Einlegen in Werkzeugform

Durch die Analyse der Tape-Position kann nun ein Werkzeugkonzept erarbeitet werden, das die Verbindung der Verstärkungsbänder im Bauteil in vollautomatischen Prozessen sicherstellt. Je nach Geometrie und nach Position können die Tapes in das Spritzgusswerkzeug als lineare oder radiale Einleger eingebracht oder nachträglich auf das Bauteil aufgeschweisst werden. Im einfachsten Fall können abgelängte Tapes in die Kavität eingelegt werden. Die Tapes sollen sich aber in jedem Fall an einer Werkzeugwandung anlegen können, um sie lagesicher während des Füllvorgangs halten zu können. Verfahren zur automatischen Herstellung von Vorformlingen (Spiralen, Konturen, Geraden) sind entwickelt worden, um Einleger an die Bauteilgeometrie anzupassen und durch Roboter einlegen zu können.

Bruchspannung von 400 MPa

Das Leistungspotenzial der lokalen Tape-Verstärkung kann durch zweiseitiges Umspritzen von Tapes aufgezeigt werden. Hierbei werden zwei mit jeweils 30% Endloskohlenstofffasern verstärkte Tapes mit unterschiedlichen Spritzgussmaterialien (Grivory GV-5H, Grivory GCL-4H und Grivory GVL-6H der EMS) hinterspritzt. Es ergeben sich Bruchspannungen von 400 MPa bei einer gleichzeitigen Dichtereduktion. Dies sind Werte, die mit konventionellen Werkstoffen unerreichbar erscheinen. Die beidseitig umspritzten Tapes eignen sich als Zugelement oder als Biegeträger und weisen neben der extrem hohem Festigkeit zusätzlich eine extrem hohe Linearität bei Belastung auf. Kriechverformungen – selbst bei 200 MPa im Biegeversuch über mehr als ein Jahr – sind praktisch nicht messbar und liegen jetzt auf oder sogar über dem Niveau von metallischen Werkstoffen. Die Tape-Verstärkung wirkt sogar über Bindenähte hinweg.

Vorstoss in neue Bereiche

Die Kombination von verstärkten Polyamiden mit gezielt lokal eingebrachten, quasi endlosfaserverstärkten Tapes öffnet das Potenzial der Metallsubstitution in bisher nicht erreichbare Bereiche. Mit relativ geringem Materialaufwand können sehr leichte Bauteile entwickelt werden.

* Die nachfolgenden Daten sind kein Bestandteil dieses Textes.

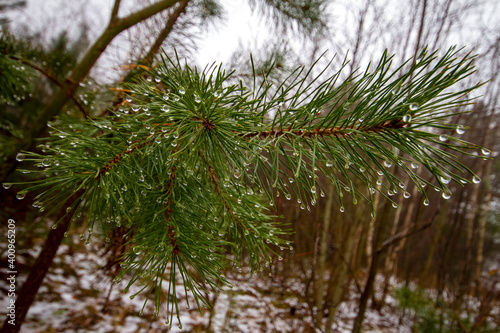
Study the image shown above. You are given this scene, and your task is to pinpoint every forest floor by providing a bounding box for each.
[0,236,418,333]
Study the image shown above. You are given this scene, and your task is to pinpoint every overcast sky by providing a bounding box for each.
[3,0,499,88]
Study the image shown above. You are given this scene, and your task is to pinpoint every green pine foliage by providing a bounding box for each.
[6,47,490,328]
[0,37,31,104]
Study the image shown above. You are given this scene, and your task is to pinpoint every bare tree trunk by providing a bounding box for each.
[365,190,381,268]
[378,183,416,307]
[325,222,356,333]
[352,200,392,333]
[143,0,190,65]
[474,118,497,291]
[314,185,334,327]
[461,107,495,292]
[412,0,427,62]
[0,198,77,333]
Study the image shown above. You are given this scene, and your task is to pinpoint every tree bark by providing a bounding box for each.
[352,200,391,333]
[314,184,334,327]
[143,0,190,66]
[325,221,356,333]
[0,201,75,333]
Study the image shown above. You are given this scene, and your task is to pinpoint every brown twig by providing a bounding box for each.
[241,118,407,139]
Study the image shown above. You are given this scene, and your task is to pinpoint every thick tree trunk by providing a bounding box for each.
[0,207,72,333]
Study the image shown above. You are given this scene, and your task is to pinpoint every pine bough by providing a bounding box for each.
[7,47,490,327]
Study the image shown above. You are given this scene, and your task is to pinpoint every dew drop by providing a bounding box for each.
[178,86,185,95]
[194,93,201,103]
[16,191,26,200]
[278,256,283,261]
[155,77,161,83]
[442,192,452,200]
[384,160,392,168]
[288,177,294,183]
[481,148,491,156]
[403,114,412,122]
[285,194,291,200]
[311,186,317,194]
[2,183,12,189]
[411,162,419,169]
[423,199,430,206]
[439,135,447,142]
[456,125,465,135]
[392,202,398,208]
[403,191,411,198]
[376,179,382,186]
[64,232,69,238]
[472,175,481,184]
[163,94,170,101]
[440,175,451,185]
[340,206,345,213]
[42,158,51,167]
[16,153,25,162]
[126,97,133,103]
[359,167,365,173]
[320,190,325,197]
[409,103,419,111]
[326,161,333,167]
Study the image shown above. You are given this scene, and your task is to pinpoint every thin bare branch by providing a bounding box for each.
[110,0,121,20]
[143,0,190,65]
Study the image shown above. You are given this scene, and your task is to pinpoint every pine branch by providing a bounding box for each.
[7,46,491,328]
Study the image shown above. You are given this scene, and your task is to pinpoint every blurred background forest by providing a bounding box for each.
[0,0,499,332]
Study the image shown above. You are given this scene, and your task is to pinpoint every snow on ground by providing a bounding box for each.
[1,237,489,332]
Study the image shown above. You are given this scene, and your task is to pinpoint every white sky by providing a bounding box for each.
[3,0,499,90]
[3,0,264,80]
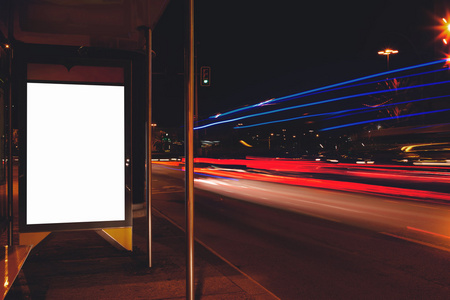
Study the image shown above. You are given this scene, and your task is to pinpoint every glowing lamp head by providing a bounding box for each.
[378,49,398,55]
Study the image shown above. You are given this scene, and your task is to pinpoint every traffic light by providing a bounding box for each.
[200,66,211,86]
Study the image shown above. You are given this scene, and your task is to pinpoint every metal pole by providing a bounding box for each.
[194,43,198,157]
[386,54,390,71]
[7,45,13,246]
[145,28,153,268]
[185,0,195,298]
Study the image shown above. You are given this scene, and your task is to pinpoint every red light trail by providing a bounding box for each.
[170,157,450,203]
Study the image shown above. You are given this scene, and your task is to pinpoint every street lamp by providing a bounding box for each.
[378,49,398,70]
[441,18,450,66]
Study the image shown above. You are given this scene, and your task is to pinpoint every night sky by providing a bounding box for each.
[151,0,441,127]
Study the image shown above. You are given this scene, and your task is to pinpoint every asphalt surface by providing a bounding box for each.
[152,163,450,299]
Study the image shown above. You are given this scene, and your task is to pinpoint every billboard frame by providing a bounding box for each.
[18,57,132,235]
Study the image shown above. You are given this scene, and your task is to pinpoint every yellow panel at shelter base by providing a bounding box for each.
[19,232,51,248]
[97,227,132,251]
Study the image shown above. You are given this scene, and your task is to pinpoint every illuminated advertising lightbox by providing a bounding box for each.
[26,82,125,226]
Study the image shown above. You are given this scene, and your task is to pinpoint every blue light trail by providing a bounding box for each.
[266,68,447,105]
[195,79,450,130]
[234,111,341,129]
[207,60,447,119]
[234,95,450,129]
[320,109,450,131]
[324,95,450,120]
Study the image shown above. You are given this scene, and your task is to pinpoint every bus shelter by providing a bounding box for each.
[0,0,171,269]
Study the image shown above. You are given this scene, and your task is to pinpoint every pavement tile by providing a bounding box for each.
[5,210,277,299]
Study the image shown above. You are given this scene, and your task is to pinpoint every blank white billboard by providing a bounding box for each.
[27,82,125,225]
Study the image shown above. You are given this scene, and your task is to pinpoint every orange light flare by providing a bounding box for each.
[446,55,450,68]
[443,17,450,30]
[433,15,450,45]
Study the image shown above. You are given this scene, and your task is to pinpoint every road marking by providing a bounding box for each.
[406,226,450,239]
[380,232,450,253]
[152,186,185,194]
[152,190,185,194]
[383,200,400,204]
[383,199,444,211]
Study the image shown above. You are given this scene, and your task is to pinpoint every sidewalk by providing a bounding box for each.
[5,207,278,299]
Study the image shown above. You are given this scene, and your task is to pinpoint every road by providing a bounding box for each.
[151,161,450,299]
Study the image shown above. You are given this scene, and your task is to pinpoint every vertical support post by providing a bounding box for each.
[386,54,390,71]
[185,0,195,298]
[6,0,15,248]
[7,45,13,246]
[145,28,153,268]
[194,43,198,157]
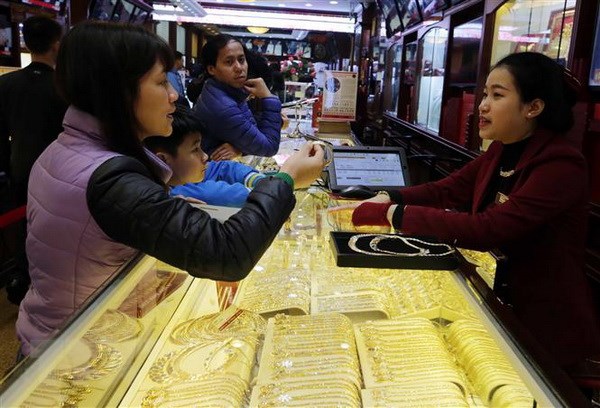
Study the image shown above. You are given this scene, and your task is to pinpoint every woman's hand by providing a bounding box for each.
[281,112,290,131]
[280,142,325,189]
[210,143,242,161]
[243,78,272,99]
[328,191,392,212]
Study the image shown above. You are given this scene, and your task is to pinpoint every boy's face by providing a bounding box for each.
[166,131,208,186]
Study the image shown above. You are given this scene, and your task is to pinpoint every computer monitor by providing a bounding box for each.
[377,0,404,37]
[328,146,410,193]
[398,0,423,30]
[21,0,66,12]
[417,0,448,20]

Durch die hohen Eigenschaften kann das Bauteilvolumen reduziert werden, geringere Wanddicken gestatten damit auch kürzere Zykluszeiten und insgesamt weniger Gewicht.

Das Zusammenspiel der Bauteilanalyse mit einer geeigneten Prozess- und Werkzeugtechnik sowie den passenden Polyamid-Werkstoffen ist für den Erfolg notwendig und wird als EMS Tape Technologie (ETT) angeboten.